There is a lot to discover around here: catholic and orthodox churches, mosques, sometimes old synagogues, most of which were unfortunately destroyed. Traces of traditional crafts have also been preserved in the region. Some locals still weave, build stoves, make pots or do wickerwork. The skills of the older generation, with more and more enthusiasm, are taken up by young people. Also the local cuisine is really worth trying and will give you the possibility of a culinary journey, which often turns out to be much eastwards bound. Last but not least, most products are home-grown and come from the area.
Local people have always been strongly connected with this ancient woodland. The Forest served them as a pantry, supplied them with timber necessary for the construction of their houses and, during historical turmoil, provided a hiding place. But it was less than a hundred years ago that extensive exploitation of the Forest began. Luckily, it did not afflict all of it. Nowadays, we can experience a piece of wilderness shaped mainly by the power of nature. The area included in the UNESCO list covers 141885ha and is located on both Polish and Belarusian sides of the border.
A visit to the strict reserve of the Bialowieza National Park – so, to the area which can be entered only with a licenced guide – will help you understand the specifics of the Forest and will prepare you better for your own, individual trips. But it is all over the Forest that with some luck you might encounter bisons, wolves, lynx, deer, moose, roe deer or wild boars roaming freely across a place that has been their home for millennia. You might also like to set off into the wild with an experienced guide that will show you how to track forest animals. The woods and their surroundings are also great for watching birds, reptiles and amphibians.
Due to the large amount of dead wood, without which the wilderness would not be really wild, it is also possible to admire the realm of fungi, lichens, slime moulds and innumerable insects of unique shapes, names and life cycles. Dead wood, decaying for long decades, plays the same role for the Forest, as old, dead corals for the coral reef. It becomes a reservoir of minerals and, additionally, of water. One fallen tree turns into a home to hundreds and thousands of species and gives beginning to new lives. This is exactly the uninterrupted cycle of constant rebirth that gives the Forest its name and makes it different from any other European lowland woodlands.

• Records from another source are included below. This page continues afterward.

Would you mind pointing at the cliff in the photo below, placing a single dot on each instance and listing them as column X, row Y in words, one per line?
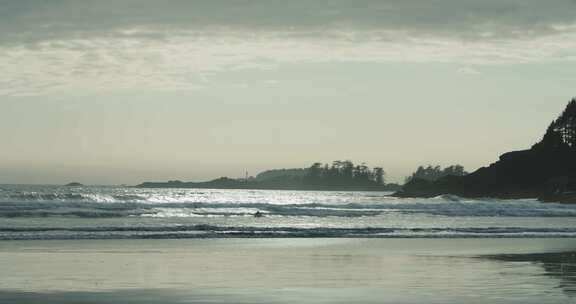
column 546, row 171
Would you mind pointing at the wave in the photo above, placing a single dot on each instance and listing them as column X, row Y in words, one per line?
column 434, row 207
column 210, row 231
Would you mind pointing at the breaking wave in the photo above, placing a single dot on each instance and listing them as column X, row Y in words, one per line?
column 209, row 231
column 475, row 208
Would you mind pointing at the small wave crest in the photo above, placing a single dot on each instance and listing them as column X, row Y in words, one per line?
column 211, row 231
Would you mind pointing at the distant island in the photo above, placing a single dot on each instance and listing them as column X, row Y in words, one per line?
column 338, row 176
column 546, row 171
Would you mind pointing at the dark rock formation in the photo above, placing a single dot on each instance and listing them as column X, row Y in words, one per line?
column 546, row 171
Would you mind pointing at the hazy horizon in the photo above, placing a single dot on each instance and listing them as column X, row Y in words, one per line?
column 126, row 91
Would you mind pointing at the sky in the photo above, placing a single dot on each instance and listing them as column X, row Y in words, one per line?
column 126, row 91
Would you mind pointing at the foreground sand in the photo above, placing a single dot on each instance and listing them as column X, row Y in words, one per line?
column 289, row 271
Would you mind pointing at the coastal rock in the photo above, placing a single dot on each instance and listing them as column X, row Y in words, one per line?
column 546, row 171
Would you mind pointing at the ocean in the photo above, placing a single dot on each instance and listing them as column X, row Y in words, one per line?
column 109, row 245
column 56, row 212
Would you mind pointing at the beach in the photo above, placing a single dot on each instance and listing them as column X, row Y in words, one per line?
column 289, row 271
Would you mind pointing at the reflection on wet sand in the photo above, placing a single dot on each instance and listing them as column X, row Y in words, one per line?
column 558, row 265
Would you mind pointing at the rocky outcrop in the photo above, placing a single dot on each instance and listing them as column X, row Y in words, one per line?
column 546, row 171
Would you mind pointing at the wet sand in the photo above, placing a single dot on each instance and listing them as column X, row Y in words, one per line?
column 289, row 271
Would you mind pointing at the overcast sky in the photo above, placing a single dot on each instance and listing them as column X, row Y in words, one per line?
column 122, row 91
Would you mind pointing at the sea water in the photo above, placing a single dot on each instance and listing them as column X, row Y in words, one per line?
column 128, row 245
column 56, row 212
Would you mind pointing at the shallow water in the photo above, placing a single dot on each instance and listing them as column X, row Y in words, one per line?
column 289, row 271
column 51, row 212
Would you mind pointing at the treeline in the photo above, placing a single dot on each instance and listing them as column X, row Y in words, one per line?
column 434, row 173
column 561, row 134
column 344, row 173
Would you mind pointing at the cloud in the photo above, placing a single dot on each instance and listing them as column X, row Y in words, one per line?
column 468, row 71
column 66, row 45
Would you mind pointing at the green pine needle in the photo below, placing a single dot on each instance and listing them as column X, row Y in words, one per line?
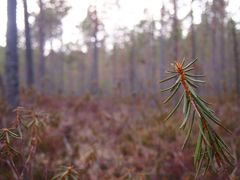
column 211, row 151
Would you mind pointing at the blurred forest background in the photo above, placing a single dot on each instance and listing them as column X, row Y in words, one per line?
column 129, row 60
column 109, row 71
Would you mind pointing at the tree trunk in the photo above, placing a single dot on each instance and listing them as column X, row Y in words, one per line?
column 41, row 47
column 94, row 73
column 29, row 57
column 11, row 64
column 236, row 58
column 162, row 44
column 132, row 67
column 176, row 31
column 193, row 37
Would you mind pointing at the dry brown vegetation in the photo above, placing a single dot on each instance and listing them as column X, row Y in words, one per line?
column 115, row 139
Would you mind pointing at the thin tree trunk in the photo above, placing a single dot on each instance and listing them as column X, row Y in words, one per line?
column 41, row 48
column 176, row 31
column 94, row 73
column 29, row 57
column 132, row 66
column 193, row 37
column 11, row 64
column 162, row 44
column 236, row 58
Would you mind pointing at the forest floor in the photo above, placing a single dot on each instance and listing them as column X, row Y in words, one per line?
column 119, row 138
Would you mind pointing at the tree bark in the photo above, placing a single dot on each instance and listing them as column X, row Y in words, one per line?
column 29, row 57
column 11, row 64
column 94, row 73
column 236, row 57
column 41, row 47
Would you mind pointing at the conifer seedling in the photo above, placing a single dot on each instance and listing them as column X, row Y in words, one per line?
column 211, row 151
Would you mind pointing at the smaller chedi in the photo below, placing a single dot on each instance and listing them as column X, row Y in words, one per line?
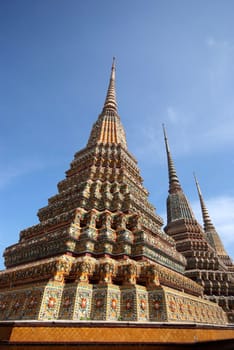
column 99, row 251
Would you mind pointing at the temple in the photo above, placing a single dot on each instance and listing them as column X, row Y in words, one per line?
column 99, row 251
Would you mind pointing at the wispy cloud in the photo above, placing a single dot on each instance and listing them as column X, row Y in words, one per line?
column 10, row 172
column 221, row 210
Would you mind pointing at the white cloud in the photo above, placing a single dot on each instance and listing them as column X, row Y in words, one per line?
column 210, row 41
column 172, row 114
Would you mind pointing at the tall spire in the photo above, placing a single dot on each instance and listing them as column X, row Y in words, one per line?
column 110, row 102
column 210, row 231
column 108, row 128
column 174, row 183
column 206, row 217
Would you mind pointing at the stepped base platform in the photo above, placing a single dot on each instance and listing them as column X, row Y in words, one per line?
column 115, row 335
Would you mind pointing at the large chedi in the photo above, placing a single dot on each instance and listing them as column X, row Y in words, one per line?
column 99, row 251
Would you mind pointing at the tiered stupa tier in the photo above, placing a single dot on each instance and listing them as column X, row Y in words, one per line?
column 207, row 261
column 99, row 251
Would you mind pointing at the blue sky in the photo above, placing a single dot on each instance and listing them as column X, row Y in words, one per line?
column 175, row 65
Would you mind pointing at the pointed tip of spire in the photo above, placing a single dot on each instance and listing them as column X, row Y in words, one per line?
column 174, row 183
column 197, row 184
column 206, row 217
column 110, row 102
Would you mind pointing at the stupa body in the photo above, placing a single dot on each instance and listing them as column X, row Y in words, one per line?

The unique and wonderful feeling of being one with nature, of diving into it, experiencing its sounds, smells, textures and its primeval powers can also become yours. Children will enjoy making bunches of wild meadow flowers, running around freely, having their little adventures under the open skies and falling asleep by the fire at the end of a busy day. Adults will appreciate the freedom of vast, untouched space, the proximity of wilderness and the harmony that flows from it. The happiness of being together, looking into the fire or the stars above and of connecting with something big and beautiful, and full of life is what will remain with you even when you are already back home.